I’ve called everywhere, from EPA, DEP, implosion consultant, City Hall, Dept of Health (who said I was the first call they’d received). It’s been suggested that all will be well and to think of the particulate dust as if it were pollen, to just to keep my doors and windows shut. Are they kidding? My office building and property are literally at Ground Zero: a mere 680 feet from the front door of Martin Tower, with nothing between me and it. This is not biodegradable pollen; this is inorganic waste and will be in the air, coating all in its path, to become runoff in the water, and underfoot. I plan to be at every possible meeting to gather information until I am satisfied that I, my staff, and patients are safe, both now and in the future. Until I am satisfied. This is not just about May 19th: this is about the air quality every day after that. The water, the air, the vegetable gardens, the children, the seniors. The birds in my garden. My lungs. Our lungs! I don’t want a commemorative T-shirt; I want to know that I’m going to breathe healthy air after the implosion, that my business will not suffer with concerned patients avoiding the demolition area. That the air quality in my building will not suffer and be contaminated. I’ve been searching for these answers for weeks. And now, finally, 10 days before the implosion, we’re getting a public meeting. I’m sorry, but that’s very late in the game for our community businesses and families to prepare aptly for an event of this magnitude. No matter what their experience is in the field of demolition, we should have been granted the opportunity for early dissemination of information for clarity and preparation.
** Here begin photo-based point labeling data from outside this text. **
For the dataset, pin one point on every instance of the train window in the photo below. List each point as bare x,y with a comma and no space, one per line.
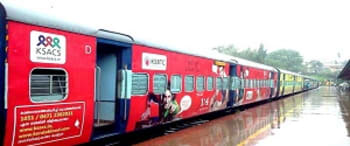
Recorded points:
242,81
272,84
226,83
175,84
219,83
159,84
210,83
139,85
234,83
48,85
189,82
200,83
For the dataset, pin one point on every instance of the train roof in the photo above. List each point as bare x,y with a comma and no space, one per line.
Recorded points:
289,72
22,13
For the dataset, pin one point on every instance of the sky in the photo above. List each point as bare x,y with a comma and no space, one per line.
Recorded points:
318,29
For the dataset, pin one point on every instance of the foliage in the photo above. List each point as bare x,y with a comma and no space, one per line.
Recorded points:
284,59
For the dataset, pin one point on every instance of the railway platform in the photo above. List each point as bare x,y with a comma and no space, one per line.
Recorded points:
317,117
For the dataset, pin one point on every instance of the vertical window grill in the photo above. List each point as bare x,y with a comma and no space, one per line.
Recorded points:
48,85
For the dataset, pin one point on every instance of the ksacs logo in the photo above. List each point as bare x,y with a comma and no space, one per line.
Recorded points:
47,48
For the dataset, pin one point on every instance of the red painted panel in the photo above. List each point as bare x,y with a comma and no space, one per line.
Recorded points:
76,110
176,64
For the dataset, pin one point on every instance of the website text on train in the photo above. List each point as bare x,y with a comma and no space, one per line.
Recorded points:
66,84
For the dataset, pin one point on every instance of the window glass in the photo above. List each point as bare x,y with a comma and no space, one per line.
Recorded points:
242,83
226,83
210,83
189,82
272,84
175,84
139,85
233,84
159,84
200,83
219,83
48,85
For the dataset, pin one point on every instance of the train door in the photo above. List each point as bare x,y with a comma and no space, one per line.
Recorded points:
283,83
234,85
293,83
50,80
112,71
271,80
2,71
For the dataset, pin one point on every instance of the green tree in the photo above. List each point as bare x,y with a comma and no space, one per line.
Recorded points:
314,66
229,50
261,54
285,59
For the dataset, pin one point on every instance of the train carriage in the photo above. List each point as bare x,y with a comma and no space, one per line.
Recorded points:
64,84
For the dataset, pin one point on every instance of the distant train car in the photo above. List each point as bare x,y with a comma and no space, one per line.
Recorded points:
66,84
289,83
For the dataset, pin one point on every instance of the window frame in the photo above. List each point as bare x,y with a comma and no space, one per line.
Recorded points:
180,84
48,101
222,83
148,83
166,83
212,83
192,84
203,89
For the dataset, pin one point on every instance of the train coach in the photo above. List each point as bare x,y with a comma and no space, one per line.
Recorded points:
66,84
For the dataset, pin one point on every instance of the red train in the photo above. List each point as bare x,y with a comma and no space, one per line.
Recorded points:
65,84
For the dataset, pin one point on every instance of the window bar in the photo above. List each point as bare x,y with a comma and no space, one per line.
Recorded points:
50,81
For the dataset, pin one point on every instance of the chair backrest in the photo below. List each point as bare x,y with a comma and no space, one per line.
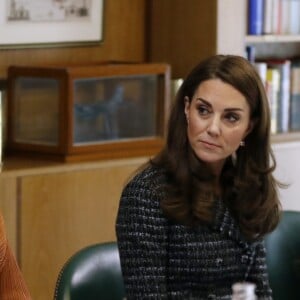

This is a big deal. We can’t just rollover as a 21-story building is slated to be pulverized and just trust we’ll all breathe the next day as if nothing big happened. How do we take this all in stride? There’s nothing in the close radius that won’t be coated with unhealthy Tower particulate. We need answers and assurances, and we’re gonna wish we had them weeks ago.
Lord knows I tried.
Gadfly reminds followers that email links to the Mayor and City Council are on the sidebar for easy access. If it is not obvious, the reason Gadfly has been including this footer is to suggest that if you have public health and safety concerns and concerns about tardy City communication (follow-up information was promised mid-April), that you communicate those concerns directly and powerfully to your public officials.
2 thoughts on ““My office building and property are literally at Ground Zero” (34)”
And, there you have it!
There’s been no comment from the medical practice of Bethlehem Eye Associates, where I had my cataract procedure exams and follow ups performed. Again, right cross the street from the tower. How will they ensure the building is sealed against the particulates? And how about the St. Luke’s cardiovascular building across the street, or the neonatal practice? I’ve joked about the tower complex being Bethlehem’s “Little Chernobyl”, but that when the property was in a state of advanced abandonment, not covered in mixed-component post-demolition particulate matter. Not funny anymore.